Fake News: Thoughts from Dan Goldwasser
11-27-2017
Writer(s): Dan Goldwasser, Assistant Professor of Computer Science
The term “fake news,” which became popular during the 2016 presidential election, refers to propagation of false, or at least highly biased, information on social media. During the election, fake news had an unbelievable reach, eliciting reactions on social media from both sides of the political spectrum.

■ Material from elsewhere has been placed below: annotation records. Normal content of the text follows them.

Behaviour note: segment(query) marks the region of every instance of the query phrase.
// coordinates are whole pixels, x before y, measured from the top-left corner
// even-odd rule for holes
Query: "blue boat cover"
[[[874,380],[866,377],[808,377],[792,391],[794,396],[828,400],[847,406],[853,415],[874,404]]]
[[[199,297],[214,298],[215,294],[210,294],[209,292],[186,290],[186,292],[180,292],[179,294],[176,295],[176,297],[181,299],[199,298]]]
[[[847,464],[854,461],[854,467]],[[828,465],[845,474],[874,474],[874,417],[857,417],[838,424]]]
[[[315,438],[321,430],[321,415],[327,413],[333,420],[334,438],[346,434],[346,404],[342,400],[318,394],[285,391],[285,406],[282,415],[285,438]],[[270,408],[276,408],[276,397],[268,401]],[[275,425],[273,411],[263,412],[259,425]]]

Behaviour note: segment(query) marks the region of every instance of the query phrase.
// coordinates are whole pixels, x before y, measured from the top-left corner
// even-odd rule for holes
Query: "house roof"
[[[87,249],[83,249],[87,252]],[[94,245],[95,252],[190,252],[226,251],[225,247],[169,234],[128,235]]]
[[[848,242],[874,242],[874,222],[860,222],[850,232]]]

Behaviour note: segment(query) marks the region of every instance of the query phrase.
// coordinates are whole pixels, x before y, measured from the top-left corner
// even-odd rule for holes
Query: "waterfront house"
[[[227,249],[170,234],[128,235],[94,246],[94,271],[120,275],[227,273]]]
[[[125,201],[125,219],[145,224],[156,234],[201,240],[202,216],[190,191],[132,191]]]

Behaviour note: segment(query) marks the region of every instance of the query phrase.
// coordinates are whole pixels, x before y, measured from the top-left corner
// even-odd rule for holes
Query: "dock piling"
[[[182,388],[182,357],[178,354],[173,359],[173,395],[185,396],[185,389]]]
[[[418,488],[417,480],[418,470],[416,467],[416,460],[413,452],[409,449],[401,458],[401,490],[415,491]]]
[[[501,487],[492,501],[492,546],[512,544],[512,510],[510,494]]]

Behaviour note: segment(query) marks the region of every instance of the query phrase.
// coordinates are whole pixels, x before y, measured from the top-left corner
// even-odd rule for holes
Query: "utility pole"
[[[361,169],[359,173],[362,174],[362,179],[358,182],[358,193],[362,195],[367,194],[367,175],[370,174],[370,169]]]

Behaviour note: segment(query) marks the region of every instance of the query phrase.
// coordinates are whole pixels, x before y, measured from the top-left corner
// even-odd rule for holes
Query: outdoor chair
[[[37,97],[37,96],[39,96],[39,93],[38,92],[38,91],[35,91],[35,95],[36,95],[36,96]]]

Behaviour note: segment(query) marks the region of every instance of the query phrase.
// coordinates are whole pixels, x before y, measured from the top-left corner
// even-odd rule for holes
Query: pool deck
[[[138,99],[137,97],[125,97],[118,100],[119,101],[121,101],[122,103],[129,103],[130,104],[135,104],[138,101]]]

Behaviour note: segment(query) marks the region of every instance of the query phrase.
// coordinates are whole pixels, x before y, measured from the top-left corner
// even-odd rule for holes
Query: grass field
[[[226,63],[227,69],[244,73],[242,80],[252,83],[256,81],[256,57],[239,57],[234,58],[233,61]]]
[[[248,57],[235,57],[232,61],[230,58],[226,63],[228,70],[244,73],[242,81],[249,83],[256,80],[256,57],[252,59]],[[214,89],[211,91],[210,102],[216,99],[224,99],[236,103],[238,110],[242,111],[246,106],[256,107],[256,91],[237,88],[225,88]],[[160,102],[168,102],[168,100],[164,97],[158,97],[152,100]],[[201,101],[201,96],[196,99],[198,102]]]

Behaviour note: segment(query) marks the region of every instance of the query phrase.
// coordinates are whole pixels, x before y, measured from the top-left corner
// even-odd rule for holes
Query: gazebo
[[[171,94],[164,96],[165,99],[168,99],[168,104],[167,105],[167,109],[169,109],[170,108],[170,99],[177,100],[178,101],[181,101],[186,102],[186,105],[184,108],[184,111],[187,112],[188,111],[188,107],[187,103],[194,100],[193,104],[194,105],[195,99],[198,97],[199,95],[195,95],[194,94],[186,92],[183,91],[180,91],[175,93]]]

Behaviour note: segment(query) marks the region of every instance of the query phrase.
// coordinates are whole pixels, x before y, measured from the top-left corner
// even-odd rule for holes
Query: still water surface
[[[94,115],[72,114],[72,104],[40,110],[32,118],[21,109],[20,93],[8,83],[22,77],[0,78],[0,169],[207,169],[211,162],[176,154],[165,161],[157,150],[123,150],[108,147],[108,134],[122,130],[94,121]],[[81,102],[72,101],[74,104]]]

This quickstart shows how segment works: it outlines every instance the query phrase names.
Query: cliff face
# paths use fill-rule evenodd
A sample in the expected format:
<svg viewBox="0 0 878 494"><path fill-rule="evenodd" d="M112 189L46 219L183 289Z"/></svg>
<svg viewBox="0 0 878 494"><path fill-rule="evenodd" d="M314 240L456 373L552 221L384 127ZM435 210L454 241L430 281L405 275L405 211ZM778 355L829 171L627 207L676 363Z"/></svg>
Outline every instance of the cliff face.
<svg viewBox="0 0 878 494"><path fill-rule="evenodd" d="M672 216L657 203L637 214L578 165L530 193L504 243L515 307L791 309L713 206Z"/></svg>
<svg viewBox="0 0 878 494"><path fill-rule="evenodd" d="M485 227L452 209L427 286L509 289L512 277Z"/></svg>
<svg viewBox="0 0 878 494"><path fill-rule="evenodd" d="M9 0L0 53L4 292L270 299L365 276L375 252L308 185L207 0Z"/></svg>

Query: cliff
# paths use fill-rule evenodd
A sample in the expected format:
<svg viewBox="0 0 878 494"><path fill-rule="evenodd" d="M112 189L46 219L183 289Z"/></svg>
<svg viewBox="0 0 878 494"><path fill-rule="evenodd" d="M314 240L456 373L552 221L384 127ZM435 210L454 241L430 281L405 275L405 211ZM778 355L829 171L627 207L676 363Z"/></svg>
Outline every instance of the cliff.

Instead of calling it fake news, perhaps the term “information styling” is more appropriate. Similarly, the authors of fake news stories can be referred to as “information stylists,” as they create stories that – although false – are carefully designed around our preconceived notions to help garner support for their stance. Fake news isn’t random – there is an invisible hand that carefully shapes and thinks about this content.
Fake news isn’t new
While the term “fake news” and its wide dissemination through social media are recent, the phenomenon of spreading false information to influence political outcomes is not. In fact, it can be traced back to the heated presidential race of 1864 during Lincoln’s reelection campaign. Similar to the way the Internet has helped fake news spread in recent history, the technological advances of the time (such as cheap mass print and the electronic telegraph) played a role in spreading the fake news of 1864.
While fake news isn’t a new concept, today’s technology has exacerbated the problem. Over the last decade, journalism has changed dramatically, both in the way information is distributed and the way we consume it. Twenty years ago, we relied on a few central sources of information to provide verified content, which was distributed through a physical paper. This has changed dramatically, as we have even moved beyond consuming news from many news websites to consuming it on social websites, where each user can potentially act as a distribution channel. Today, news is just a part of our experience on social media.
Social media is an echo chamber
Unlike traditional newspapers and even news websites, social networks do not passively display information. Instead, the information presented to us is contextualized by the social information collected about us. The content is personalized using algorithms designed to identify what kind of information each individual will like and engage with. It is reactive to our social environment, resulting in an echo chamber in which our own biases are repeatedly confirmed. Plus, social media websites are designed to increase user engagement, rather than present a diversity of opinion. The content displayed to us is chosen for its potential to invoke reactions from users and to encourage them to share the content with their friends.
We aren’t as smart as we used to be – or at least we don’t think as critically
While it’s clear that these websites adapt to us, we also adapt to them. Over time, the fact that content is optimized for increasing engagement has an influence on us. In order to deal with the overwhelming amount of information, we prefer simplified content, releasing us from the need to think critically about facts, figures and long arguments derived from them.
Can AI solve the problem?
To a large extent, recent AI advances led to the decline of the old information safeguards, which naturally leads to the question of whether we can we build artificially intelligent information safeguards to help us navigate around fake news.
Machine learning, which is responsible for many of the recent success stories in AI, is a promising direction. A machine learning algorithm learns to automatically identify patterns in data and categorize instances based on these patterns. For example, given a collection of product reviews, it will learn to categorize the reviews into positive and negative reviews using relevant patterns like words and short phrases that indicate customer satisfaction.
But recognizing fake news is highly challenging and can’t be captured by simple patterns, as news continuously changes. Distinguishing between false and real information requires a deeper understanding of the world and the biases of potential readers. This is not something that can be easily represented in the data, but there are several promising directions.
First, we should rethink the problem definition as a purely technological problem, and construct models that can help human decision making processes, rather than replacing them. Second, we should find new data abstractions that capture the connections between textual and social information. Finally, and most importantly, we, as users of those platforms, should take an active role – not just sharing information with our friends, but also thinking critically about it and recognizing the risks and our responsibilities in this new era.